The Joplin Globe, Joplin, MO


October 4, 2012

Dow Jones average creeps up after jobs report

NEW YORK — Market indexes crept higher on Wall Street following an encouraging report on the labor market and better sales from Costco and other retail stores.

The government reported Thursday that the number of Americans seeking unemployment benefits for the first time rose to 367,000 last week. But that was fewer than economists had forecast.

The Dow Jones industrial average gained 38 points to 13,533 shortly before 10 a.m. Bank of America led the 30 stocks in the Dow with a 1.7 surge, rising 16 cents to $9.27.
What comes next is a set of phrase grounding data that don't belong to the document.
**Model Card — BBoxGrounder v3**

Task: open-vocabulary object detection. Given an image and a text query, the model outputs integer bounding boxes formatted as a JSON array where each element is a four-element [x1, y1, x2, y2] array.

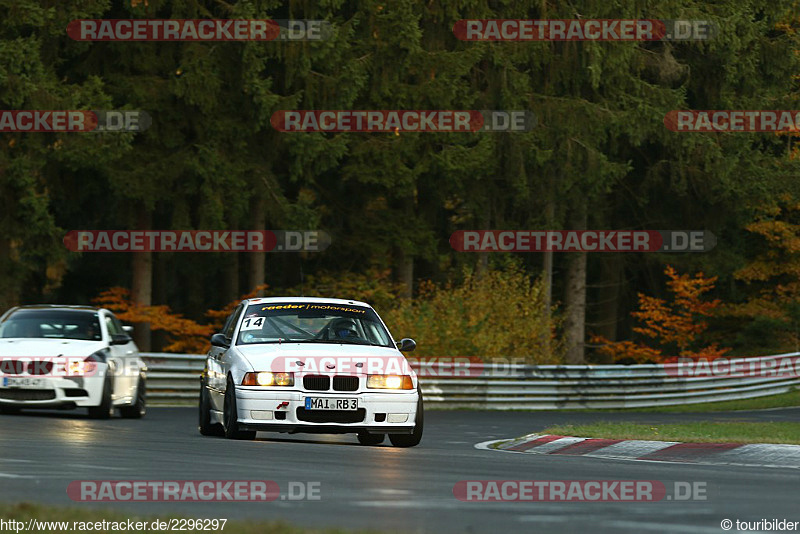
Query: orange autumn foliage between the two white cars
[[93, 284, 268, 354]]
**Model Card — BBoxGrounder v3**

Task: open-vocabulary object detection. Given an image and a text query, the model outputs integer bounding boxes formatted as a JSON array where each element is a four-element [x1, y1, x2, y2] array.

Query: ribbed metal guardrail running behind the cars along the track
[[142, 352, 800, 410]]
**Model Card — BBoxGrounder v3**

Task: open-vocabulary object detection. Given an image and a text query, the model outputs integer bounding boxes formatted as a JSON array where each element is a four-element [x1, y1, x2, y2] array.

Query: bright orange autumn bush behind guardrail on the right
[[591, 265, 730, 363]]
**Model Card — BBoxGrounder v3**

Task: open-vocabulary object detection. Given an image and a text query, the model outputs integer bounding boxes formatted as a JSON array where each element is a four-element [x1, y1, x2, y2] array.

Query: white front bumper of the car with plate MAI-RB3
[[236, 387, 419, 434]]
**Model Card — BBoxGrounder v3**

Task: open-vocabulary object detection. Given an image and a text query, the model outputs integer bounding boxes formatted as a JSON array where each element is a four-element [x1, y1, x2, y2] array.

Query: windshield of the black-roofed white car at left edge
[[0, 310, 102, 341]]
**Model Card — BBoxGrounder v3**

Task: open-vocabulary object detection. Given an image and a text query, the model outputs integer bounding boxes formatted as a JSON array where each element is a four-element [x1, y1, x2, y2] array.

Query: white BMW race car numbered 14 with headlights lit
[[199, 297, 423, 447]]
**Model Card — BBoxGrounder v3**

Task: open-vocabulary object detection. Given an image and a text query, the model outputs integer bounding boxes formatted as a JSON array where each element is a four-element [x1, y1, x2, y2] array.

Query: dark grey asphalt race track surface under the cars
[[0, 408, 800, 533]]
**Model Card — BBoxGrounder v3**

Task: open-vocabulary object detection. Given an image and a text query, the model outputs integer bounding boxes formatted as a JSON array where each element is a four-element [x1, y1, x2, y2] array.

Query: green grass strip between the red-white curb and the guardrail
[[541, 421, 800, 445]]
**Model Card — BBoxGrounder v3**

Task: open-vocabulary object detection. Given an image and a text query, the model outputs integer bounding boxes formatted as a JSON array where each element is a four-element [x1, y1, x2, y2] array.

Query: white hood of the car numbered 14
[[236, 343, 414, 374]]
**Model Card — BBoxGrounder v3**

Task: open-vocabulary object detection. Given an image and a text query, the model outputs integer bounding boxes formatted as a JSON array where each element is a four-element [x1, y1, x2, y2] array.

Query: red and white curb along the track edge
[[475, 434, 800, 469]]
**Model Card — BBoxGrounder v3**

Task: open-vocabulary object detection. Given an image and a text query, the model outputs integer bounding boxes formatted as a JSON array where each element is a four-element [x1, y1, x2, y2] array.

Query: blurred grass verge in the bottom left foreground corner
[[0, 503, 376, 534]]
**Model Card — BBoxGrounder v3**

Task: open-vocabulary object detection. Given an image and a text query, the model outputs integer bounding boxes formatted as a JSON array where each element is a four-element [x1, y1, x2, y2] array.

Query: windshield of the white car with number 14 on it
[[237, 302, 392, 347]]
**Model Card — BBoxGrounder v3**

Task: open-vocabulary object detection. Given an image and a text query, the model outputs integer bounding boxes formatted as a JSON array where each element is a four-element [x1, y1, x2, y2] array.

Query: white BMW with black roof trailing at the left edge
[[0, 305, 147, 419]]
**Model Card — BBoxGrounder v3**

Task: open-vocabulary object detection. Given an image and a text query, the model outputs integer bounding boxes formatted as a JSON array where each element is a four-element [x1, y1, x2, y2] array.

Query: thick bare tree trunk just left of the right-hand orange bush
[[564, 206, 586, 365]]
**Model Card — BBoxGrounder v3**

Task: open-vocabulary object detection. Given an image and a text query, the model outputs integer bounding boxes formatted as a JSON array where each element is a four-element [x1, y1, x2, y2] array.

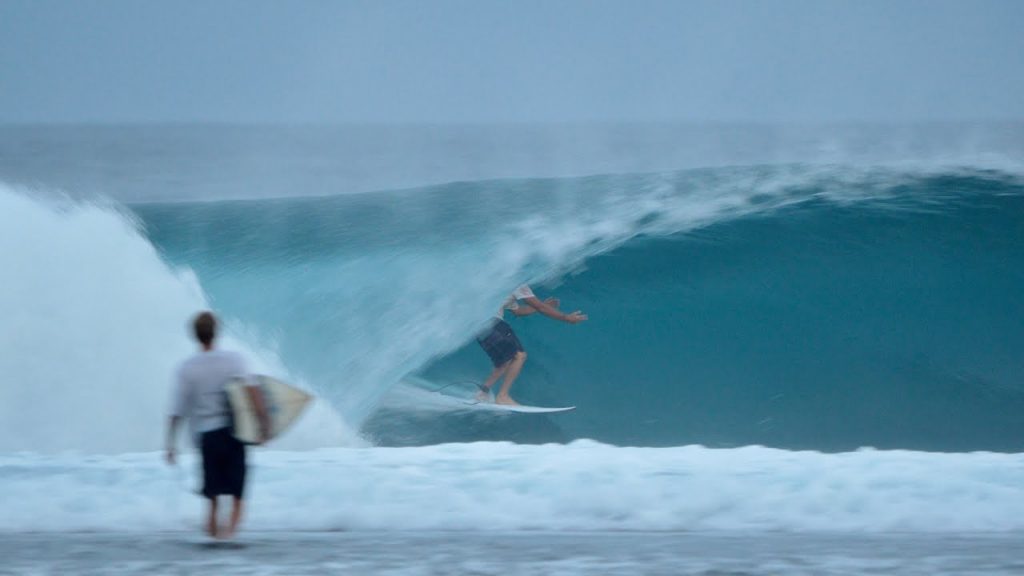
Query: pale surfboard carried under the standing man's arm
[[227, 374, 313, 444]]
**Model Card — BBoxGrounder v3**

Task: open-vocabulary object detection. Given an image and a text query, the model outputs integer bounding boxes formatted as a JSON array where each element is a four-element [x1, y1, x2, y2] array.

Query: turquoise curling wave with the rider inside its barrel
[[125, 165, 1024, 451]]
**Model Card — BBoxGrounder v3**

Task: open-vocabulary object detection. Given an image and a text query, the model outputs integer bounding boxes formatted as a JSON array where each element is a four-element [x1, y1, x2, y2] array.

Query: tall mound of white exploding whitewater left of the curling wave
[[0, 184, 353, 452]]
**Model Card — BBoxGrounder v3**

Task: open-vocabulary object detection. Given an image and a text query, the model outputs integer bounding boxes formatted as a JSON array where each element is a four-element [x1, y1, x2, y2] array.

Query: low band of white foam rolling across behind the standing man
[[0, 441, 1024, 533]]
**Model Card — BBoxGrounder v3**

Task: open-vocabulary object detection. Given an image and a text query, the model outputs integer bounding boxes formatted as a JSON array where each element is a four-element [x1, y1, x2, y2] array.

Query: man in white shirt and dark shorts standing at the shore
[[167, 312, 270, 538]]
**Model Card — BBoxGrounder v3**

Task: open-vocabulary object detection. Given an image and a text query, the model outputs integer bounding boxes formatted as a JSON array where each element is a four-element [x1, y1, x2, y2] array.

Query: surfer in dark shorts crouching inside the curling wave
[[476, 284, 587, 405]]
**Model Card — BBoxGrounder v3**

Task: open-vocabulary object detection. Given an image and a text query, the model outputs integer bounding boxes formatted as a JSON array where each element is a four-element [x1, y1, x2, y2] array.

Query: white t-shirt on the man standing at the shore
[[171, 349, 249, 436]]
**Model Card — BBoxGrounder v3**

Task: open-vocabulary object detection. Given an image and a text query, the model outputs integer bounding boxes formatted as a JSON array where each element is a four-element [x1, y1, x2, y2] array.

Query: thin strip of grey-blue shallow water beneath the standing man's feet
[[0, 532, 1024, 576]]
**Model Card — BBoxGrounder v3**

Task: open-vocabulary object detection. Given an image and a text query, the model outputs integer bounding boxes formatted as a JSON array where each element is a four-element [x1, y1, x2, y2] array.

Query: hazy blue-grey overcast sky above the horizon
[[0, 0, 1024, 123]]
The Standard & Poor’s 500 index rose five points to 1,456 and the Nasdaq composite edged down up five points to 3,140.

The job-market report helped push the yield on the benchmark 10-year Treasury note up to 1.64 percent from 1.62 percent late Wednesday. Traders tend to sell Treasurys following better economic news.

Retailers including Costco and Limited Brands reported September sales that came in ahead of Wall Street’s estimates. Costco gained 91 cents to $100.53.

Investors are looking ahead to minutes from the Federal Reserve’s latest meeting, due out Thursday afternoon. The key event this week, however, comes Friday morning when the Labor Department releases its monthly jobs report. Economists forecast that the unemployment rate inched up to 8.2 percent in September from 8.1 percent in August.  

In the first few days of October, the major stock market indexes have climbed steadily higher. The Dow is up 1 percent and the S&P 500 is up 1.4 percent.

Among other stocks making big moves:

— Marriott International jumped 3 percent. The chain, which operates Ritz-Carlton, Courtyard as well as its namesake hotels, posted results late Wednesday that beat analysts’ expectations thanks to higher rates and a pickup in customer traffic. Marriott’s stock surged 88 cents to $39.88.

— Hewlett-Packard continued its slump a day after CEO Meg Whitman told a gathering of investors and analysts that H-P could struggle for the next two years. The computer company’s stock dropped 3 percent, or 53 cents, to $14.38.